With a 177-vote lead out of 45,211 votes cast, nine-term Rep. Henry Cuellar of Laredo declared victory early Wednesday morning in his fierce South Texas congressional race against challenger Jessica Cisneros, an immigration attorney who nearly ousted him two years ago.

It’s not the first time Cuellar has declared victory in a tight race. In 2004, Cuellar won by just 58 votes.after two recounts.

Recount rules

Here’s what we know about how Texas recounts rules and procedures:

According to the Office of the Texas Secretary of State, which monitors and oversees elections in Texas, a recount must be requested no later than two days after the official count of all votes in a particular race.

A recount is also not the same as challenging election results in court. A recount simply, again, counts the votes that were cast, while reviewing the results in court could look at voter eligibility or which voters were qualified to vote in person or by mail.

Recounts do not delay the vote, but they do delay the issuance to candidates of certificates of election and qualification for the office affected by the recount. And a request for a recount in a particular race, such as Cuellar’s 2004 election, does not cause a recount in other races or action on a ballot in an election.

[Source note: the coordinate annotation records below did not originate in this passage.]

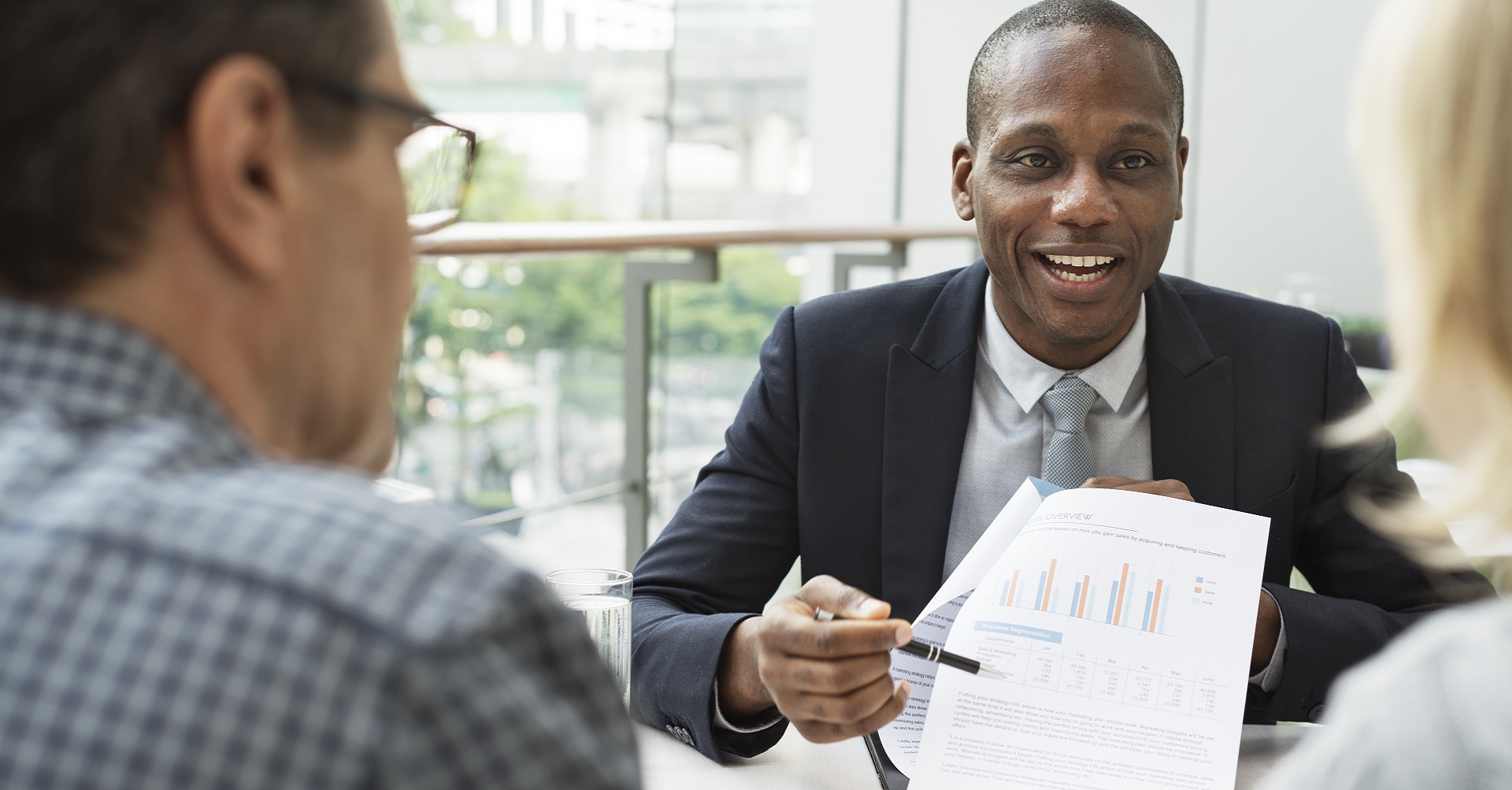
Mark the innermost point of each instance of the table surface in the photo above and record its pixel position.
(795, 763)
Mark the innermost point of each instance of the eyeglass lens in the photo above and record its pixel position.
(435, 167)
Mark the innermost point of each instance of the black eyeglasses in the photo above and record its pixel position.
(435, 159)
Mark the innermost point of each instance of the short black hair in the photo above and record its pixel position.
(1053, 16)
(91, 91)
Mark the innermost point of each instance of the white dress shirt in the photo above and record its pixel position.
(1009, 425)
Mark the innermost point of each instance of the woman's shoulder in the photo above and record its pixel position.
(1432, 710)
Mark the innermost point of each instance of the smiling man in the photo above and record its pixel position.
(888, 427)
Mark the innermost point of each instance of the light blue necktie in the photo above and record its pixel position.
(1068, 459)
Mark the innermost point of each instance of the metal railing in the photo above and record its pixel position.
(703, 239)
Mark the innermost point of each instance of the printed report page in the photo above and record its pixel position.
(1124, 624)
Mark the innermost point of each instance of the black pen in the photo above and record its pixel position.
(930, 653)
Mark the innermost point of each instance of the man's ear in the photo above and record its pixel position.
(961, 179)
(1183, 150)
(238, 147)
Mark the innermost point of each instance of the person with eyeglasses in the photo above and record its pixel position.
(206, 269)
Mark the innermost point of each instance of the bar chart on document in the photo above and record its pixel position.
(1102, 625)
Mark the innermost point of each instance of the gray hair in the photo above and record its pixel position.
(90, 90)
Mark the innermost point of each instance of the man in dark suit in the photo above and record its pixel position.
(888, 425)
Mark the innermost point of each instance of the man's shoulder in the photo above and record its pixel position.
(1214, 306)
(324, 539)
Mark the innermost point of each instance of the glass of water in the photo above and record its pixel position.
(604, 598)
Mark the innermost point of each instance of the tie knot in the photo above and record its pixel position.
(1068, 404)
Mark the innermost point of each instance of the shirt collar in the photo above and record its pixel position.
(1027, 379)
(91, 366)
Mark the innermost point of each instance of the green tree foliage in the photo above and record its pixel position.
(430, 21)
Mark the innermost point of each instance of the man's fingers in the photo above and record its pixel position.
(831, 733)
(831, 677)
(838, 709)
(1162, 488)
(790, 633)
(839, 598)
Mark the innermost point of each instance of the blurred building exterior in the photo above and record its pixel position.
(826, 111)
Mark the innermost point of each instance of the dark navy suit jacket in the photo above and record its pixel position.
(847, 448)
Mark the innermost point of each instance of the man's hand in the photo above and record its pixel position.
(831, 678)
(1267, 632)
(1165, 488)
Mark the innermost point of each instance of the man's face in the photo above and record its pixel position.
(354, 279)
(1074, 184)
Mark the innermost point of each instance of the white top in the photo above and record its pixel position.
(1434, 710)
(1009, 425)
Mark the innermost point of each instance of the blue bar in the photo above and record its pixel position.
(1018, 630)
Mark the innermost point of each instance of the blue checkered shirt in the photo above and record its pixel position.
(179, 612)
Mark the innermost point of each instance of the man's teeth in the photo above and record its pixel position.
(1080, 261)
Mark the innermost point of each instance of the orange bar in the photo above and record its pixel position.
(1050, 584)
(1154, 612)
(1117, 606)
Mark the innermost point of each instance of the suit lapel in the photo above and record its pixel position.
(926, 415)
(1191, 402)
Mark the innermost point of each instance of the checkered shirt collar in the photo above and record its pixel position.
(91, 366)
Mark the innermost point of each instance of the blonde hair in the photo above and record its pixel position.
(1432, 139)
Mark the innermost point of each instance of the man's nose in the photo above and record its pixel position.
(1083, 198)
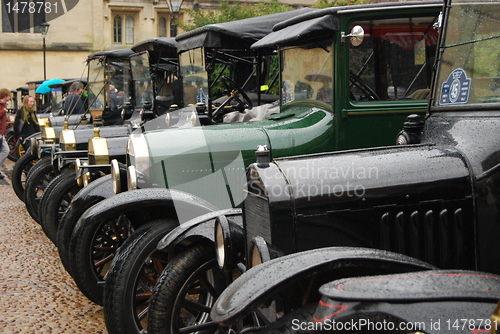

Generally, only losing candidates can request a recount after the initial vote count. Candidates may request a recount if:

  • The difference between the number of votes received by the losing candidate and the winning candidate is less than 10% of the number of votes received by the winning candidate. For example, if 2,000 votes were cast in an election and a candidate lost by less than 200 votes, a recount could be requested. Cuellar’s margin of victory is just 0.78% of his total number of votes.
  • The number of votes received by all candidates in a race is less than 1,000.
  • If an election judge swears he miscounted the ballots.
  • Or if the votes were cast using an electronic system, as no reason for requesting a recount is required for elections decided by votes cast with electronic systems.

During Cuellar’s 2004 run, he challenged incumbent Ciro Rodriguez for the South Texas congressional seat, narrowly defeating Rodriguez in the district’s Democratic primary race.

At first, Rodriguez appeared to have a narrow victory – just a slim margin of 145 votes separated the two after the initial count. But a recount revealed missing ballot boxes in two counties, giving Cuellar a 203-vote lead.

Rodriguez immediately objected, arguing that the ballots had been tampered with, and went to court to overturn the result. After the judge called for another recount, Cuellar’s 58-vote margin was cemented.